Francis Bacon. Figura con carne, 1954 |
Es habitual que la UDI sorprenda
diariamente con alguna paparruchada. La última, protagonizada por el diputado
Gustavo Hasbún, al presentar un proyecto de ley que castiga con presidio a
quienes realicen homenajes al Presidente Salvador Allende y el Gobierno de la
Unidad Popular.
Ello ha provocado una reacción
hilarante en las redes sociales; también las críticas de diversos sectores y
dirigentes políticos. Pero, el asunto en cuestión, aun siendo ciertamente
estulto, ¿es solamente un chiste o el exabrupto tonto de un grupo de
parlamentarios de ultraderecha?
Se dan de hecho en medio de sus desesperados intentos de oponer una resistencia medianamente eficiente a las reformas
contenidas en el programa de la Nueva Mayoría.

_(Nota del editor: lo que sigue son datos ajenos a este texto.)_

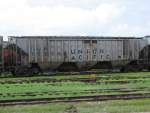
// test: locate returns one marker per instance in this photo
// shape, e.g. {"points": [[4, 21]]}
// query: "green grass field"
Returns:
{"points": [[77, 85], [117, 106]]}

A este respecto, la derecha ha
recurrido a dos estrategias.
La primera, propugnada desde las
páginas editoriales de El Mercurio, la búsqueda de acuerdos con los sectores
más vacilantes de la Nueva Mayoría en lo que tiene que ver con la
implementación de su programa, para torcerles el sentido y limitar todo lo
posible sus efectos, como una manera de atenuar los perjuicios que provocarían
en el empresariado y sectores conservadores.
La segunda, recurrir al Tribunal
Constitucional cuando no ha logrado los votos en el Parlamento y/o cuando la
búsqueda de acuerdos no ha dado resultados o no los esperados por sus
propugnadores.
Sin embargo, el último recurso
proviene de la incapacidad de nuestra sociedad de cuestionar los principios del
sistema de dominación implantado a comienzos de los años noventa, conocido como
democracia de los acuerdos y la empresa privada y el libre mercado, como el
origen de las escandalosas inequidades, exclusión y abusos que el programa de
gobierno se ha propuesto enfrentar.
Son veinticinco años en que estos
principios se erigieron prácticamente en leyes naturales de nuestra convivencia
social.
Las críticas, incluidas las de
cierto radicalismo verbal muy extendido en el movimiento social y en la
academia, apuntan a manifestaciones objetivas del sistema, pero no ponen en
cuestión sus fundamentos.
Es el espejismo que obnubila a
nuestra sociedad, la de ver las manifestaciones, como los fundamentos, con la
diferencia de que, en este caso, estos fundamentos son concebidos como una
suerte de “cosa en sí” inalcanzable respecto de la cual algún día se deberá
hacer algo.
La derecha en cambio, tiene en los
chistes de Hasbún, Urrutia y compañía, como antes en Carlos Larraín y hoy en
día en el senador Ossandón, guardianes de última instancia y una resistencia
muy eficiente que protege los fundamentos del sistema precisamente como una
“cosa en sí” respecto de la cual no se debe pensar y sólo se pueden manifestar exhabruptos, chistes, manifestaciones de fanatismo iracundo.
Sus exabruptos son expresiones de
la apelación a esta incapacidad de reflexionar y debatir de nuestra sociedad y
de disparar contra las manifestaciones y no contra los fundamentos.
Es el recurso a la irracionalidad,
al espontaneísmo, a los comportamientos más pedestres como son la ira y el
temor, recurso que, en momentos de crisis política y social como la que se está
incubando hace tiempo en nuestra sociedad, le facilitan las cosas a las
soluciones populistas y reaccionarias.
Esa es la política cultural de la
derecha. Aparentemente nada muy sofisticado pero muy eficiente y que cuenta
además con una poderosa maquinaria comunicacional.
Esta política cultural, este
embate del irracionalismo, mezcla de neoliberalismo decadente, conservadurismo
campechano, retórica pseudocientífica y añoranzas del tiempo de las vacas
gordas de la globalización, debe ser enfrentado con decisión por las fuerzas de
izquierda y progresistas, so pena de abrirle el paso a la reacción.